When President Bush and Vice President Cheney sit down together on Thursday for their long-anticipated meeting with the 9/11 commission, it will cap a week that has, like no other in Mr. Bush's presidency, been dominated by the White House's No. 2 man.

It was Mr. Cheney who used such red-meat language against Democratic presidential contender John Kerry in a speech Monday that the president of the host college publicly objected to "the content and tone" of the vice president's remarks and offered Senator Kerry a similar speaking engagement.

It is Cheney who is at the center of a long-anticipated Supreme Court case, argued Tuesday, over his energy task force - and the breadth of the zone of privacy in which the executive branch of government may operate. Cheney has long advocated restoration of the White House's powers to pre-Watergate levels.

But it is Cheney's joint appearance with the president Thursday that has reignited most fully the question of exactly how powerful a No. 2 he is. Political observers agree he is, hands down, the most powerful vice president in history, with crucial input in the central issues of the day, including the war on terror and in Iraq.

Democrats have seized on the White House's requirement that the two men talk to the 9/11 commission jointly (rather than separately) as evidence that Cheney is Bush's ventriloquist, and that after three-plus years on the job, Bush is still not up to the task. The issue of Cheney's role - shadow president or just a helpmate with unprecedented influence? - has reached almost metaphysical levels of speculation.

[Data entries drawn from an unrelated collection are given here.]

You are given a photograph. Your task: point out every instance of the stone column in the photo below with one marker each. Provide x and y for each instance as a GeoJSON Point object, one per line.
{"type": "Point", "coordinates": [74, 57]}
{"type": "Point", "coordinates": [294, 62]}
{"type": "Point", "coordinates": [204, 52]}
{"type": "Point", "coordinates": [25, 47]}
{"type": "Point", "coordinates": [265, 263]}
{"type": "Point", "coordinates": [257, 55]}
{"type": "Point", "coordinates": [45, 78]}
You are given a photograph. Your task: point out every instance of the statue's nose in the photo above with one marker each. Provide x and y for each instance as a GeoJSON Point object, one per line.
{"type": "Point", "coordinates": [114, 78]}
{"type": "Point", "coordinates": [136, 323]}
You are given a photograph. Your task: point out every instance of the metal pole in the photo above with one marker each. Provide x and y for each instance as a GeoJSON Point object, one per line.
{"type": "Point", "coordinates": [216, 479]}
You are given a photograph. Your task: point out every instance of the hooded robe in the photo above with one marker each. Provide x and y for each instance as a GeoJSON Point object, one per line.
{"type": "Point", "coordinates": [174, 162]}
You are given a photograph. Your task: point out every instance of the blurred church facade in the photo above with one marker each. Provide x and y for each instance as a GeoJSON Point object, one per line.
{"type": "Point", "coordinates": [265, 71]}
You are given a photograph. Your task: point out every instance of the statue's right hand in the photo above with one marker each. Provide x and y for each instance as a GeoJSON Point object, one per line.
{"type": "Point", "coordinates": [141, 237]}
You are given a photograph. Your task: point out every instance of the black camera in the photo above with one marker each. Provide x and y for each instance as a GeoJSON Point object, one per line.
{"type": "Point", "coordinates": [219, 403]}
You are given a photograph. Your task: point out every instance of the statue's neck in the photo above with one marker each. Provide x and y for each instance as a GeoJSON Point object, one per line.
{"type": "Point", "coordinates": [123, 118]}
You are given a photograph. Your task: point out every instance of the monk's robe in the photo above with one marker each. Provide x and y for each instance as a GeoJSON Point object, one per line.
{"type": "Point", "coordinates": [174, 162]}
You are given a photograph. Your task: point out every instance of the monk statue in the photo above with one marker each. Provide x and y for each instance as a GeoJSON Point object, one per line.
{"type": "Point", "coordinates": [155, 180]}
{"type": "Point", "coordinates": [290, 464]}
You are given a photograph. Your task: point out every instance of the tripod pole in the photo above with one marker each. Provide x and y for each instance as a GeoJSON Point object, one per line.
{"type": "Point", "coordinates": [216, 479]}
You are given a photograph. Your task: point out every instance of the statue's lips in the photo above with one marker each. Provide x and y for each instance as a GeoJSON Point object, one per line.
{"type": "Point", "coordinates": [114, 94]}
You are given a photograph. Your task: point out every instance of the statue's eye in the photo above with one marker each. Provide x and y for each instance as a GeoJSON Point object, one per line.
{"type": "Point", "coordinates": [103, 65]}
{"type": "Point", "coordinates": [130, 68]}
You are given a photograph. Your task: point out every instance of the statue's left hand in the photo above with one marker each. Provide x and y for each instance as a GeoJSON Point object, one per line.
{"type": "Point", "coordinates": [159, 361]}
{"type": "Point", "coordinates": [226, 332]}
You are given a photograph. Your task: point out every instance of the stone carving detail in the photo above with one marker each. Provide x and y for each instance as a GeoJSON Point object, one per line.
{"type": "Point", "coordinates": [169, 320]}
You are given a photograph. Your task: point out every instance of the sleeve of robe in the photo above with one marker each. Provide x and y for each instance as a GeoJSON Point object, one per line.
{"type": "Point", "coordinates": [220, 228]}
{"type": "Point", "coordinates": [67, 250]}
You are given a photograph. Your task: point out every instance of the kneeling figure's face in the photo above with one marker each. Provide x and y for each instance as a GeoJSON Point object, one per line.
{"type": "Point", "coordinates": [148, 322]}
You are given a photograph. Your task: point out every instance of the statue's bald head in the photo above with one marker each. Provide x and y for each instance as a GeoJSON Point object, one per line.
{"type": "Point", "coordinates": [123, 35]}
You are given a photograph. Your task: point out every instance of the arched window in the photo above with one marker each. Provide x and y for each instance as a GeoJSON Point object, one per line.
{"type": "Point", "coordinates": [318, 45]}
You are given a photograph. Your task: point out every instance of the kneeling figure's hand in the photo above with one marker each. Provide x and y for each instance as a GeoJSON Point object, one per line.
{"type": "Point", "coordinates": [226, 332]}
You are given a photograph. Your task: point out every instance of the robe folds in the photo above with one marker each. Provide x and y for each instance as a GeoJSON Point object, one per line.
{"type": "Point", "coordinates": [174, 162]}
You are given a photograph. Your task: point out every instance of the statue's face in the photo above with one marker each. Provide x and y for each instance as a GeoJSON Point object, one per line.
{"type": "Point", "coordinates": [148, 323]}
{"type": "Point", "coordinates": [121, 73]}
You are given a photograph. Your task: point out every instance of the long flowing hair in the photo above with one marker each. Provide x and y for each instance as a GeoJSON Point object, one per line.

Cal Jillson, a political scientist at Southern Methodist University in Dallas, who knows Cheney from his days on SMU's board of trustees, sees two spheres of opinion on the vice president - the "elite" Washington view and general public opinion. While pundits and the press focus on the wider tableau of the Washington power structure, including Cheney's role, the public is more focused solely on Bush.

The new bestseller on the Bush White House's runup to war with Iraq, "Plan of Attack," by investigative reporter Bob Woodward, characterizes Bush as clearly in charge - no doubt a key reason the Bush campaign website recommends the book. But for those watching events daily, no one account is likely to sway everyone.

"What the Woodward book did was to get rid of the cartoon imagery of how the two of them interact, the idea of the little diminutive Bush sitting on Cheney's knee or being unable to talk while Cheney drinks water," says Professor Jillson. "That caricature is still in the elite mind-set, not so much in the public mind-set. It probably never was in the public mind quite the way it was for the people who follow this thing day to day."